Everyday trillions of bytes of financial data is sent over the internet. Whether it’s the price of a stock, an ecommerce transaction, or even information about the GDP of a country.

All of this data, when organized and managed properly can be used to build some amazing and insightful software applications.

Pandas - used to organize and format complex data into table structures called DataFrames.

Pandas-datareader - used to access public financial data from the internet and import it into Python as a DataFrame

## Importing CSV Data Manually

The easiest way to import financial data into Python is to get it from a file that is stored locally on your computer.

In order to import data from a csv like this, the pandas module has a useful function: read_csv.

import pandas as pd

data = pd.read_csv("data.csv")

![p](https://i.imgur.com/m3RoClf.jpg)

## Importing Data Using Datareader

Many financial institutions, stock markets, and world banks provide large amounts of the data they store to the public.

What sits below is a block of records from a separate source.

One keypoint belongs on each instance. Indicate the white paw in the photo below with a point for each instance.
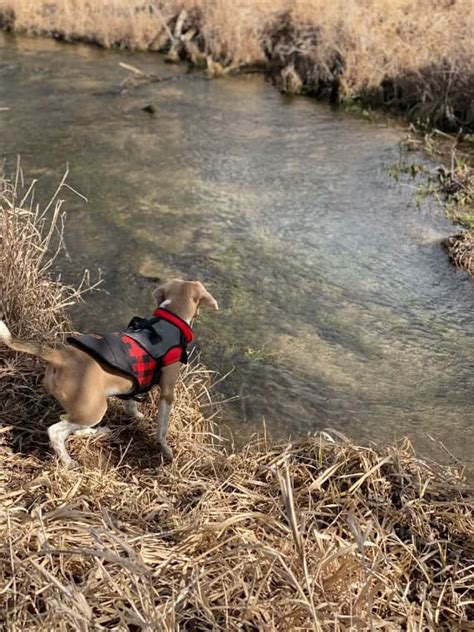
(166, 451)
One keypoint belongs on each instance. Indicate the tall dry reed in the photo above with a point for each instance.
(411, 56)
(318, 534)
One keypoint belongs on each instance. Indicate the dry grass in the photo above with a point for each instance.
(318, 534)
(412, 56)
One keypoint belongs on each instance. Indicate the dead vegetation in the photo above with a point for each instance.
(319, 534)
(413, 57)
(451, 182)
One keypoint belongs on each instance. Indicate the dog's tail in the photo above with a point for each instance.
(54, 356)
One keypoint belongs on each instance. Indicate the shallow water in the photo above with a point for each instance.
(338, 307)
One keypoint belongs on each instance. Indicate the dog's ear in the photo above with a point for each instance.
(159, 294)
(203, 297)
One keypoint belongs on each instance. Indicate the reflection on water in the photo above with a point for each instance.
(339, 307)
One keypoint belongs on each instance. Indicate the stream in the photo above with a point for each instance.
(339, 309)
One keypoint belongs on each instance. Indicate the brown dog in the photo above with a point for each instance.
(82, 383)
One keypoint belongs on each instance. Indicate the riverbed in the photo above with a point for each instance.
(338, 306)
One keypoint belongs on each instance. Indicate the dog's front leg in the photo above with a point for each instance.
(169, 376)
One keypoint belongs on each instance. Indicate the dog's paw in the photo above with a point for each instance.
(166, 451)
(71, 464)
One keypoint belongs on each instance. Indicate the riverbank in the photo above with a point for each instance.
(318, 534)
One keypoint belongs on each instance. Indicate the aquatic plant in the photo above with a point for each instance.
(317, 534)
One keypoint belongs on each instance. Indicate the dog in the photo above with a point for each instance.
(81, 376)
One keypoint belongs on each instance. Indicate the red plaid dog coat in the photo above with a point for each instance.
(142, 350)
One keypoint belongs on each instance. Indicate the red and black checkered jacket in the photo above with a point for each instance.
(142, 349)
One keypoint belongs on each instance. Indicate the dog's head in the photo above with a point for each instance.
(184, 298)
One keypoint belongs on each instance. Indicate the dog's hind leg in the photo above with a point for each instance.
(58, 433)
(167, 383)
(131, 409)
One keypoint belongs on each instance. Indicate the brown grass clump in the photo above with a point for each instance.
(313, 535)
(412, 56)
(461, 250)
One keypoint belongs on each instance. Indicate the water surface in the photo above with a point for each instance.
(339, 308)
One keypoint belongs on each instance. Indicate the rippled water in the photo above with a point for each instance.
(339, 308)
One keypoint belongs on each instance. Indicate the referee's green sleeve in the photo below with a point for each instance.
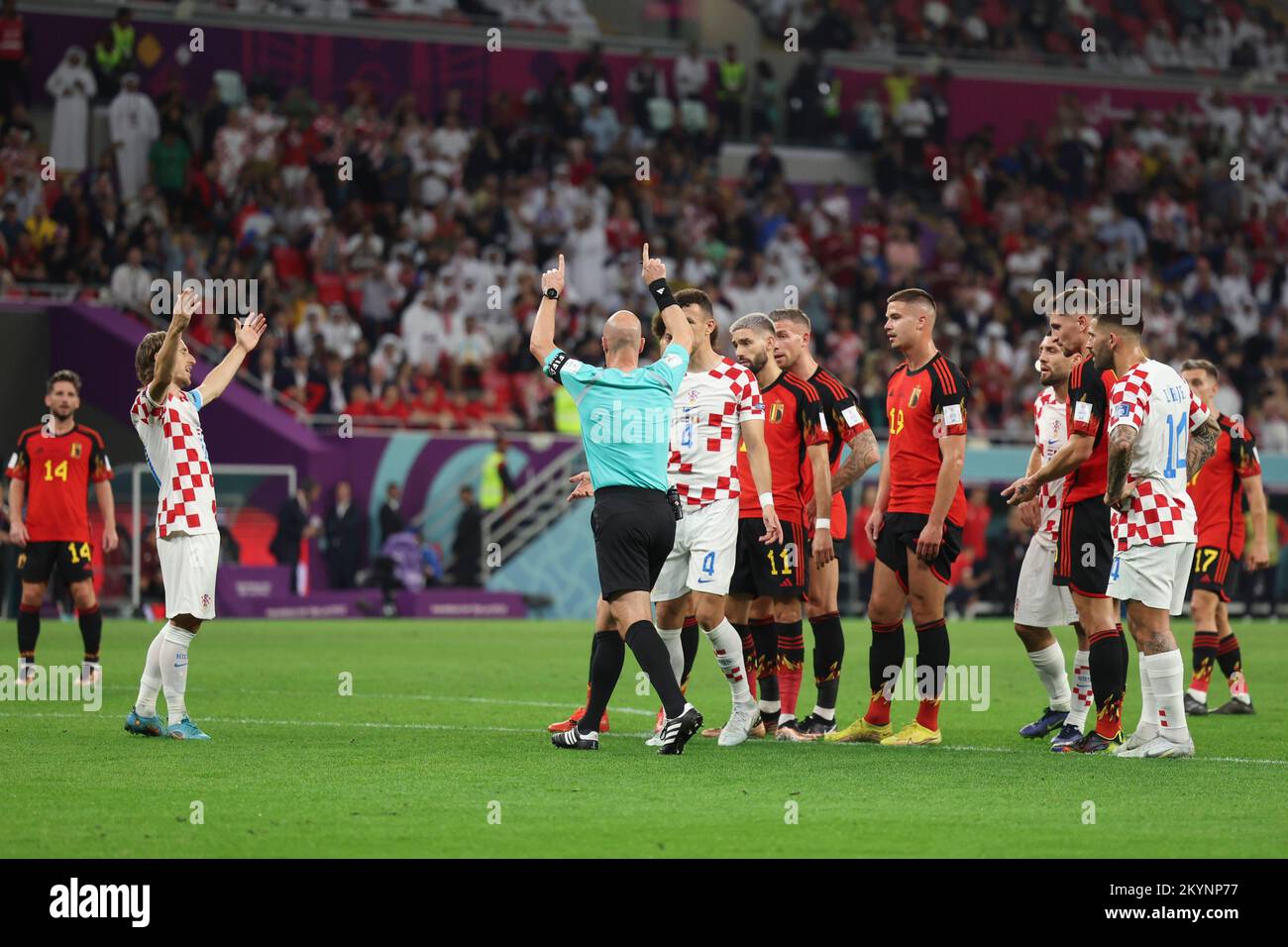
(570, 372)
(671, 367)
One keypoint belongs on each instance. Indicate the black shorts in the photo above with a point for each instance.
(777, 571)
(900, 534)
(1215, 570)
(72, 560)
(634, 531)
(1086, 549)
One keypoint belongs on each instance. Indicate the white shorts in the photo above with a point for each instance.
(703, 553)
(1154, 577)
(188, 566)
(1037, 602)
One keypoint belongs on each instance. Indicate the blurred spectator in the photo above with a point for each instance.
(295, 523)
(468, 547)
(343, 532)
(390, 517)
(71, 86)
(14, 58)
(134, 125)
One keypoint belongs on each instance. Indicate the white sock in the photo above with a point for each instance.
(726, 643)
(671, 639)
(1048, 664)
(174, 671)
(150, 684)
(1147, 725)
(1166, 673)
(1081, 702)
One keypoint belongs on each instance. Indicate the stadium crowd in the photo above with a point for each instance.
(402, 292)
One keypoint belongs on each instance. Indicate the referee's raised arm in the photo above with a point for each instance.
(542, 341)
(677, 324)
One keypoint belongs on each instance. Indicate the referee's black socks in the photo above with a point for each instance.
(606, 655)
(647, 644)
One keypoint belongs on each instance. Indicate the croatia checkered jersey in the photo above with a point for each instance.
(706, 427)
(1157, 402)
(180, 466)
(1050, 433)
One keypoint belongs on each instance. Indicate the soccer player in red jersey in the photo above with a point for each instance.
(1218, 491)
(769, 579)
(845, 425)
(52, 471)
(1086, 548)
(915, 525)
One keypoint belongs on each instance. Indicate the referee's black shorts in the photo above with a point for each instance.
(634, 531)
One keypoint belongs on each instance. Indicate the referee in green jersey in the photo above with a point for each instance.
(625, 414)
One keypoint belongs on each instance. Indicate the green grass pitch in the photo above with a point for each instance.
(441, 750)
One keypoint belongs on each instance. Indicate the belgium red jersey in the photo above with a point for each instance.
(922, 406)
(794, 420)
(58, 472)
(844, 423)
(1087, 408)
(1218, 487)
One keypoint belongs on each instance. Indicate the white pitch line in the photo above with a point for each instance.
(369, 724)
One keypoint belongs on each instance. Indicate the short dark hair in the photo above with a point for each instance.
(913, 295)
(62, 375)
(797, 316)
(1121, 321)
(146, 356)
(1202, 365)
(690, 296)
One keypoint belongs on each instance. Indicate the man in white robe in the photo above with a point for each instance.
(71, 86)
(136, 125)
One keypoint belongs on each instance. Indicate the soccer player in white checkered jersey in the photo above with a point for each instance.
(165, 415)
(1038, 603)
(1159, 434)
(716, 408)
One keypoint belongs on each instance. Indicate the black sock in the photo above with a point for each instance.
(605, 668)
(29, 630)
(690, 646)
(828, 652)
(764, 633)
(931, 660)
(593, 646)
(885, 655)
(91, 631)
(1228, 656)
(1106, 656)
(655, 660)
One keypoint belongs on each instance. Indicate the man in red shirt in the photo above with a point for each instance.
(52, 470)
(845, 425)
(1086, 549)
(915, 525)
(769, 579)
(1218, 492)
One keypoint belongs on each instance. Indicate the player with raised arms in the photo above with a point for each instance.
(165, 415)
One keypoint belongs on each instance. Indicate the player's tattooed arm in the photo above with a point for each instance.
(863, 457)
(167, 356)
(1121, 442)
(246, 334)
(1202, 445)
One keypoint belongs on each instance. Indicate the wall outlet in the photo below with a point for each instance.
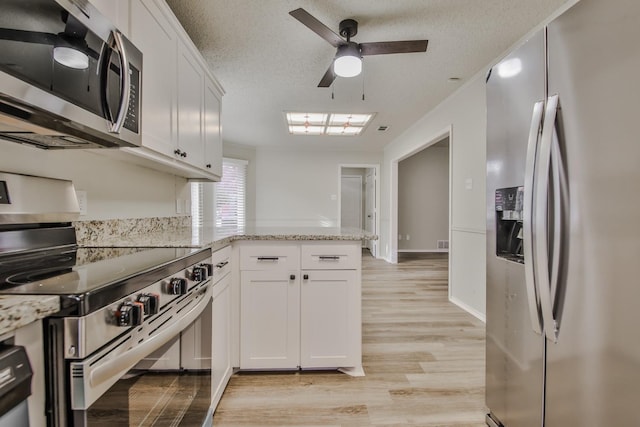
(443, 244)
(468, 184)
(81, 195)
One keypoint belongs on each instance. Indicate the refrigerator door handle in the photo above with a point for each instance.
(527, 220)
(548, 280)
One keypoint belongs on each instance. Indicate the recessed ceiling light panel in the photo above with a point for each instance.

Most of this data is well organized, live updated, and accessible through the use of an application programming interface (API), which gives programming languages like Python a way to download and import it.

### Pandas-Datareader Module

The pandas-datareader module is designed specifically to interact with some of the world’s most popular finance data APIs, and import their data into an easily digestible pandas DataFrame.

Each finance API is accessed using a different function exposed by pandas-datareader. Generally accessing each API requires a different set of arguments and information that needs to be provided by the programmer.

![i](https://i.imgur.com/lKFo7Pl.jpg)

## Getting NASDAQ Symbols

The NASDAQ stock exchange identifies each of it’s stocks using a unique symbol:

Apple - APPL

Google - GOOGL

Tesla - TSLA

It also provides a useful API for accessing the symbols that are currently trading on it.

Pandas-datareader provides several functions for importing data from NASDAQ’s API through it’s nasdaq_trader sub-module.

from pandas-datareader.nasdaq_trader import func

In the code above we’re importing a function called func from the NASDAQ submodule.

In order to import the list of stock symbols, we’ll want to use nasdaq_trader’s get_nasdaq_symbols function.

symbols = get_nasdaq_symbols()

When called, it will go off to NASDAQ’s API, and import the list of symbols trading at that moment.

The benefit of using pandas-datareader is that all of the logic for interacting with NASDAQ’s API or any other API is encapsulated into easy to use sub-modules and functions like the ones above.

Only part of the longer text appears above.